For many women, hair care is an integral part of their beauty routine. Hijab-wearing Muslim women should not be excluded from this conversation. Today, more women are embracing hijab, with high-profile individuals like model Halima Aden and congresswoman Ilhan Omar speaking openly about their experiences wearing hijab.
While increased representation in media and movements like World Hijab Day has helped lessen the misconceptions, many hijabis still have to deal with myths about their hair. Hijabis are often asked questions like: Do you not have hair? Do you wash or style your hair? Do you keep the hijab on in the shower? These assumptions have undoubtedly affected how hijabis are viewed and consequently ignored in the hair industry.
One of the most glaring examples of neglect is the lack of hijabi-friendly salons. Like other women, hijabis desire to visit salons for regular hair maintenance. However, this proves to be a struggle as hijabi-friendly salons are not quite the standard. For hijabis, this means salons with private spaces away from the gaze of non-mahrams (people of opposite sex that are permissible for a muslim woman or man to marry) or women-only salons.
Despite being a Muslim all my life, I didn't begin observing the hijab until a few months ago. For Muslim women, Islam dictates that the use of hijab involves covering our awrah (i.e. our entire body), excluding the face, hands, and arguably the feet, from non-mahrams. However, using a headscarf that covers the hair is often the starting point for Muslim women, including me. Once I made this choice, I became cautious about exposing my hair and began seeking hijabi-friendly hair salons. My unsuccessful search led me to unisex and one-room salons, forcing me to settle for uncomfortable arrangements because I had no other options. Many other hijabis face this struggle.
"I am always on the lookout for very small salons that don't have so many windows," says Ghanima Abdullah, a beauty consultant who works with The Right Hairstyles. "One time, I explained to the stylist my wishes. Although the area was closed off, people still came in to chat. I don't normally show my hair to women I'm unfamiliar with, so that was uncomfortable. Additionally, her male assistant kept barging in. I feel lucky I can do my hair, but I'm still looking for the right salon."

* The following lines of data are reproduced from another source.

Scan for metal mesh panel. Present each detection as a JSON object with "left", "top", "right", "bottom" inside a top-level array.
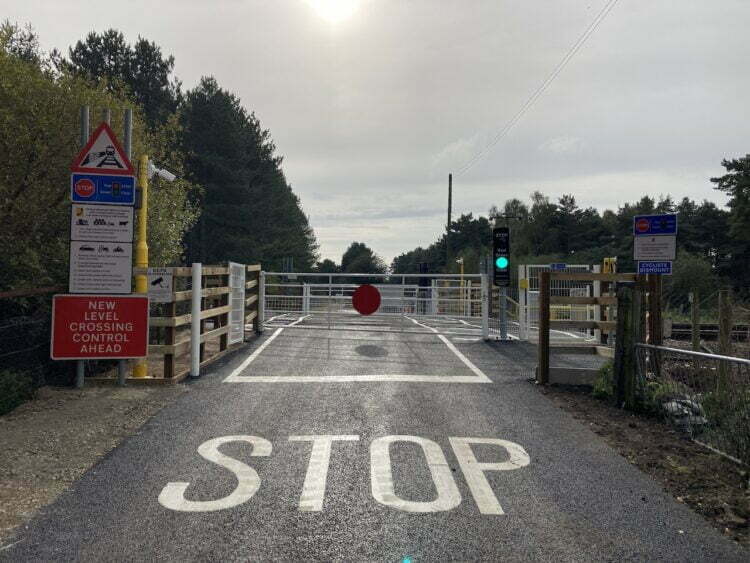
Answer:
[
  {"left": 635, "top": 343, "right": 750, "bottom": 466},
  {"left": 522, "top": 264, "right": 597, "bottom": 342}
]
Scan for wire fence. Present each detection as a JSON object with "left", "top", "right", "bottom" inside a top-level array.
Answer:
[
  {"left": 0, "top": 291, "right": 114, "bottom": 413},
  {"left": 635, "top": 343, "right": 750, "bottom": 466}
]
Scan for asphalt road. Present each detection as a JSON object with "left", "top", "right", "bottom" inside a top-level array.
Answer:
[{"left": 2, "top": 319, "right": 746, "bottom": 561}]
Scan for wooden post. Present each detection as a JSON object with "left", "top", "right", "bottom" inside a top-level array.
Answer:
[
  {"left": 219, "top": 269, "right": 229, "bottom": 352},
  {"left": 648, "top": 275, "right": 663, "bottom": 346},
  {"left": 163, "top": 300, "right": 176, "bottom": 378},
  {"left": 718, "top": 289, "right": 732, "bottom": 356},
  {"left": 252, "top": 269, "right": 261, "bottom": 333},
  {"left": 614, "top": 283, "right": 639, "bottom": 409},
  {"left": 718, "top": 289, "right": 732, "bottom": 387},
  {"left": 199, "top": 271, "right": 206, "bottom": 363},
  {"left": 647, "top": 275, "right": 663, "bottom": 379},
  {"left": 690, "top": 291, "right": 700, "bottom": 352},
  {"left": 537, "top": 271, "right": 550, "bottom": 384}
]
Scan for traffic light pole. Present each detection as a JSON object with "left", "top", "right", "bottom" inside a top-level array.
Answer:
[
  {"left": 499, "top": 287, "right": 508, "bottom": 340},
  {"left": 492, "top": 220, "right": 512, "bottom": 341}
]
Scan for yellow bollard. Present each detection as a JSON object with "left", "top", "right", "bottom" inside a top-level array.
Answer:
[{"left": 133, "top": 155, "right": 149, "bottom": 378}]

Khairat Bashorun, a hijabi from Lagos, Nigeria, experienced a similar incident. "There was an occasion where a client wanted her husband to come into the salon," she says. "The hairstylist explained that he cannot come in, but she disagreed, saying she was also a client and the man came in."
Having to settle for hair salons that are not hijabi-friendly means being constantly stuck in these situations without a choice. "I have a friend who went to get highlights," Abdullah shares. "She didn't explain fully to the salon about privacy issues. So, she sat there red as a beet while men came in and out."

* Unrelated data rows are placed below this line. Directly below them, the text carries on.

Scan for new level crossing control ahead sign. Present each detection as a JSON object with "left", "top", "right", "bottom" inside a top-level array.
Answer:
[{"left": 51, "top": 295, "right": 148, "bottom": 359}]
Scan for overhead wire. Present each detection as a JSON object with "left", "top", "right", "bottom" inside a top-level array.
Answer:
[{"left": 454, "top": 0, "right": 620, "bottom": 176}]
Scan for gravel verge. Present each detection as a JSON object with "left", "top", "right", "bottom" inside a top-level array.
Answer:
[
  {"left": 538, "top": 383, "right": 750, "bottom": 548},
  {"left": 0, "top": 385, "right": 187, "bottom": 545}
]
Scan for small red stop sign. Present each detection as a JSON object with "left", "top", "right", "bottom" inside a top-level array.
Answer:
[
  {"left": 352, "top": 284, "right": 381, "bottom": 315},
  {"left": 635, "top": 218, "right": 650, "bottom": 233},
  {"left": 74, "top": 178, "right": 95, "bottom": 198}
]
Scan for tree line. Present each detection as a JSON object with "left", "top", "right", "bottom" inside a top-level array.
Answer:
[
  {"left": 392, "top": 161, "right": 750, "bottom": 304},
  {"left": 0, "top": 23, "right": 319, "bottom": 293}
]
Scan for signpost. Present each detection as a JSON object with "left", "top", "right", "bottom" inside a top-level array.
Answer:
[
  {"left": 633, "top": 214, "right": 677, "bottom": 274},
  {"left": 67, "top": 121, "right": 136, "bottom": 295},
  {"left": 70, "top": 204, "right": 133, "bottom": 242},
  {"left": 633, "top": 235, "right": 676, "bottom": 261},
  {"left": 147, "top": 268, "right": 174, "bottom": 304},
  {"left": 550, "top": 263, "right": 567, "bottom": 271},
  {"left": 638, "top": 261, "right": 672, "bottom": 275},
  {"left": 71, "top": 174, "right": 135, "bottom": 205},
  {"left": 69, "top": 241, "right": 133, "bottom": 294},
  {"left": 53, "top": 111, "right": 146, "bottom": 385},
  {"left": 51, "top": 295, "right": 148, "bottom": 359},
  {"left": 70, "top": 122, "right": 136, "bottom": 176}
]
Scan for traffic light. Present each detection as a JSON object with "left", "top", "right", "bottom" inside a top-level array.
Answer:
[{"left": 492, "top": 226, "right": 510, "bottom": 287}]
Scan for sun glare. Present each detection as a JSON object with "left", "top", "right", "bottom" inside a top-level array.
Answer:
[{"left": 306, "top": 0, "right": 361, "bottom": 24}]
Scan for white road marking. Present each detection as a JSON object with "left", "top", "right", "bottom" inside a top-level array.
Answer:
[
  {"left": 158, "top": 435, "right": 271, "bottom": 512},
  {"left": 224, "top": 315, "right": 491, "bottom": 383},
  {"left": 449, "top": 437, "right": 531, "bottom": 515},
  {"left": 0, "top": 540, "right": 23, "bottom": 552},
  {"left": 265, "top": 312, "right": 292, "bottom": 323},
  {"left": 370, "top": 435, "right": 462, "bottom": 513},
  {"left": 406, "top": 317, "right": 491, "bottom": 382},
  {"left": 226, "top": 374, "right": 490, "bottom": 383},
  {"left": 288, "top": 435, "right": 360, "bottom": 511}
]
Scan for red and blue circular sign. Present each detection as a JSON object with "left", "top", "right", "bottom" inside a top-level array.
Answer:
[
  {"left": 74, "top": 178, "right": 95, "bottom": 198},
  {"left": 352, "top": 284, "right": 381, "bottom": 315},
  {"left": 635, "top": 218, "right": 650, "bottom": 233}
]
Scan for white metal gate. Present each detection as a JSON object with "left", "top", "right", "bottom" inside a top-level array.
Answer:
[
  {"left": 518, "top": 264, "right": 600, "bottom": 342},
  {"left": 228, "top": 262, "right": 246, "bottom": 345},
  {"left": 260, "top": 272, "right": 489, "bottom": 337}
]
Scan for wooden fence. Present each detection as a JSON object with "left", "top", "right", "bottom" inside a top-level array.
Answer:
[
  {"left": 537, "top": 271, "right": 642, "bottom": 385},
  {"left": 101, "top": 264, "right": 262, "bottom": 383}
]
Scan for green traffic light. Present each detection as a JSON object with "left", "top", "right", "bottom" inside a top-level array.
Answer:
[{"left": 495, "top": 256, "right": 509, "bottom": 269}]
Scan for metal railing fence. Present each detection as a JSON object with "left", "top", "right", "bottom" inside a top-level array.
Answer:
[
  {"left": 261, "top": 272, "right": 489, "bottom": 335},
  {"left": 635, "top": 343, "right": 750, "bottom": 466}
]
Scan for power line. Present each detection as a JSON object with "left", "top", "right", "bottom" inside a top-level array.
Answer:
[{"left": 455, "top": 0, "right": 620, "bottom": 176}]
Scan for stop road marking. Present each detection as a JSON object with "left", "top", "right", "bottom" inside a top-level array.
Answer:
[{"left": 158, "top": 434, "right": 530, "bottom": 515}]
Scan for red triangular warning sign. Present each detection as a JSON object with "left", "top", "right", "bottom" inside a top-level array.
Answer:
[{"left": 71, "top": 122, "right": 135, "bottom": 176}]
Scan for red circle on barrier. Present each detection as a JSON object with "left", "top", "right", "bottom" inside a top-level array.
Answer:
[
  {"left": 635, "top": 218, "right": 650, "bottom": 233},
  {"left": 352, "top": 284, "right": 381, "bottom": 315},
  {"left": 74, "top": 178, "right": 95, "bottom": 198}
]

When caught in situations like this, many of us make efforts to cover up, but they prove futile. "I've hidden behind the stylist," Abdullah says. "I've tried lifting the cape to cover my hair, but that didn't work. I've thought of ducking and pretending to look for something in my purse should a man re-enter the salon. These are anxious situations."

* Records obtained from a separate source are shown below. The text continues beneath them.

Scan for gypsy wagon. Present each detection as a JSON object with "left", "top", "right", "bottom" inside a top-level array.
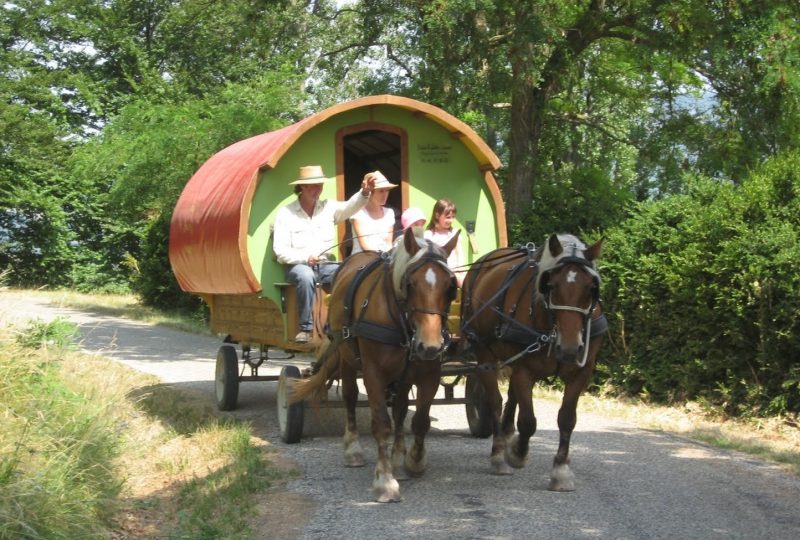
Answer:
[{"left": 169, "top": 95, "right": 506, "bottom": 440}]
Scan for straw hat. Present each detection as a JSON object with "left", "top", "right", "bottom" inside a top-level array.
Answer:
[
  {"left": 289, "top": 165, "right": 333, "bottom": 185},
  {"left": 401, "top": 207, "right": 426, "bottom": 230},
  {"left": 367, "top": 170, "right": 398, "bottom": 190}
]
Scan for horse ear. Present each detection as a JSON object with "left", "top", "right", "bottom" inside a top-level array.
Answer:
[
  {"left": 547, "top": 234, "right": 563, "bottom": 257},
  {"left": 584, "top": 237, "right": 604, "bottom": 262},
  {"left": 404, "top": 226, "right": 421, "bottom": 256},
  {"left": 442, "top": 229, "right": 460, "bottom": 256}
]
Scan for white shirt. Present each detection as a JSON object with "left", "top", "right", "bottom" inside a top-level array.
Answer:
[
  {"left": 350, "top": 207, "right": 396, "bottom": 254},
  {"left": 273, "top": 190, "right": 369, "bottom": 265},
  {"left": 424, "top": 228, "right": 463, "bottom": 270}
]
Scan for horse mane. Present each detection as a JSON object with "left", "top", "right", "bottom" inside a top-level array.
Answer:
[{"left": 390, "top": 227, "right": 445, "bottom": 299}]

Many hijabis have given up on salon experiences altogether because of the uncertainties, choosing to take matters into their own hands. Khairat says she prefers to opt for at-home services and has invested in many hair tools to avoid the salon. BeautyZana founder Deborah Scalone, who became Muslim 24 years ago, shares a similar sentiment. "Since wearing hijab, I have stopped going to regular hair salons because they cannot provide me with the privacy that I need nor do they understand the need for it," she says. "Nowadays, I style and cut my hair with a private Muslim woman hairstylist. It is more comfortable and relaxing in this environment."
However, measures like these shouldn't be the norm. And thankfully, some salon professionals are taking steps to make the industry more inclusive. Janet Clarke, the owner of Hair Bar London, created a private room in her salon following a slew of demands. "There is a private room within the salon for women who wear scarves, ladies that suffer from hair loss, etc.," Clarke explains. "Upon opening, the demand was made clear to me mainly because of the inquiries we would get. A lot of Muslim women would come for various beauty treatments, and they would ask for this service."
Several hijabi-friendly experiences salons have also opened up in the States. In Yasmeen Dahdoul's California salon, providing privacy and comfort is a top priority. She services one client at a time, making this an excellent option for hijabis. "Any environment where a person feels safe and validated will always have a positive impact on that community," she says. Salons like Le'Jemalik in Brooklyn and Shamso Hair Studio & Spa in Boston have also become known for their focus on hijab-wearing women.
Efforts like this must continue to ensure hijabis are acknowledged in the hair industry and our hair needs are addressed. With the number of hijab-wearing Muslim women continuing to increase, the demand for inclusive salon experiences will continue to grow as well. "Hijabi-friendly hair salons should become the norm," Khairat says. "It would make life a lot easier for me and [become] an experience to look forward to."